What is the percent proportion?
The percent proportion is the equation part / whole = percent / 100. It expresses the idea that a part of a whole corresponds to a percent out of one hundred. Because it is a single equation with three quantities, knowing any two of them lets you solve for the third. This solver does exactly that: tell it which value is unknown, supply the other two, and it returns the missing number along with all three quantities for a quick sanity check.
How to use it
Choose what you are solving for — the part, the whole, or the percent.
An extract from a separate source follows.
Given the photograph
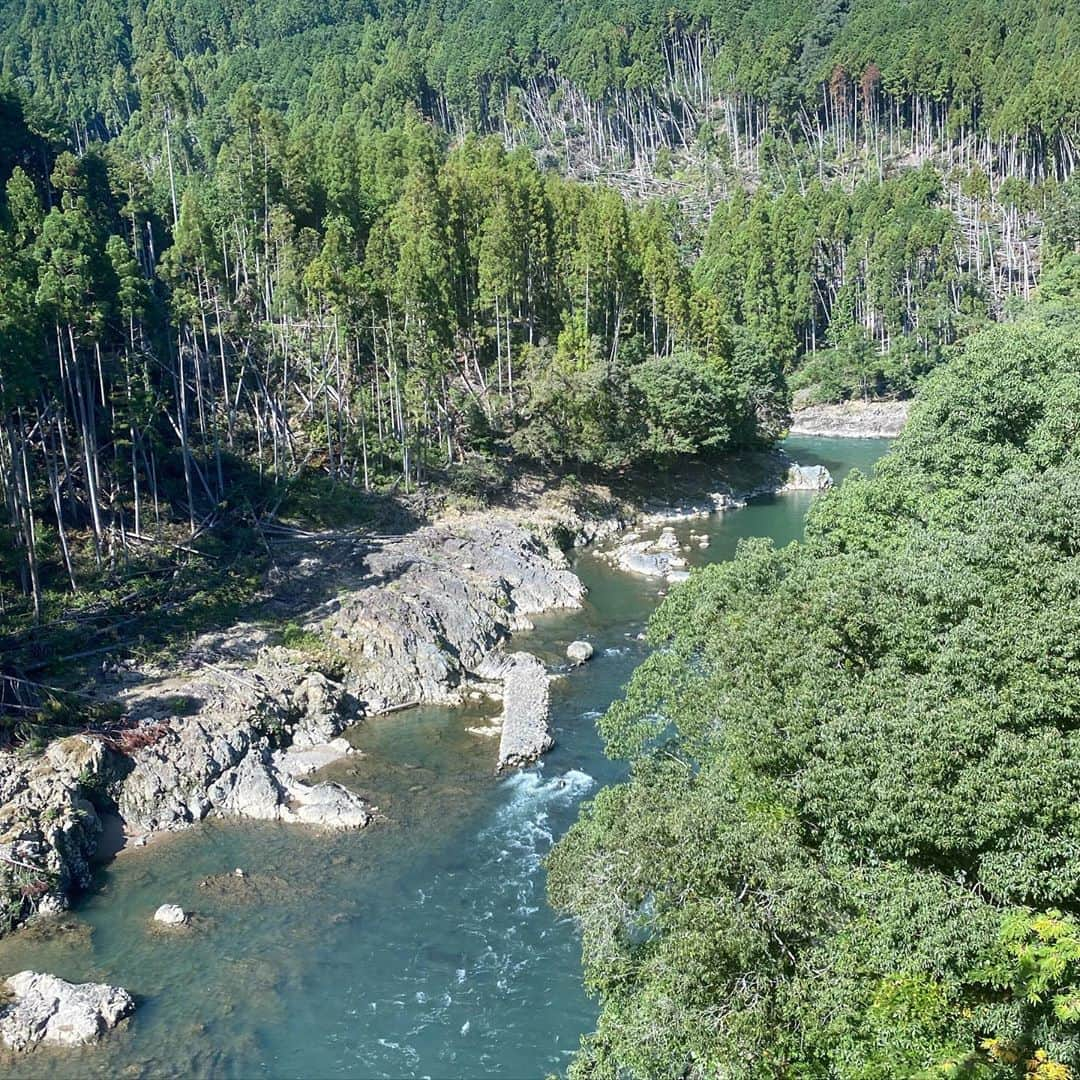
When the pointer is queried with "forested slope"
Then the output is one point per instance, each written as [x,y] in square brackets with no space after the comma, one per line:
[849,844]
[246,246]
Then enter the two values you already know. The field you are solving for can be left blank; it will be recomputed. Press calculate to see the answer and the completed proportion.
The formula explained
Starting from \( \frac{\text{part}}{\text{whole}} = \frac{\text{percent}}{100} \), cross-multiplying gives \( 100 \cdot \text{part} = \text{whole} \cdot \text{percent} \). From there you isolate whichever variable is unknown:
$$\text{part} = \frac{\text{whole} \cdot \text{percent}}{100}, \quad \text{whole} = \frac{100 \cdot \text{part}}{\text{percent}}, \quad \text{percent} = \frac{100 \cdot \text{part}}{\text{whole}}$$To avoid division errors, the solver guards against a zero whole (when finding percent) and a zero percent (when finding the whole).
Worked example
Suppose 30 students out of a class passed an exam and that represents 25% of the class. To find the whole class size, set part = 30 and percent = 25. Then
$$\text{whole} = \frac{100 \times 30}{25} = 120 \text{ students}$$Check: \( \frac{30}{120} = 0.25 = \frac{25}{100} \). Correct.
FAQ
What if I know the part and whole? Solve for percent: \( \text{percent} = \frac{\text{part}}{\text{whole}} \times 100 \).
Can the part be larger than the whole? Yes — that simply yields a percent greater than 100, which is valid.
Why does it return 0 when percent is blank while solving for the whole? Dividing by a zero percent is undefined, so the solver returns 0 as a safe placeholder; enter a nonzero percent for a real answer.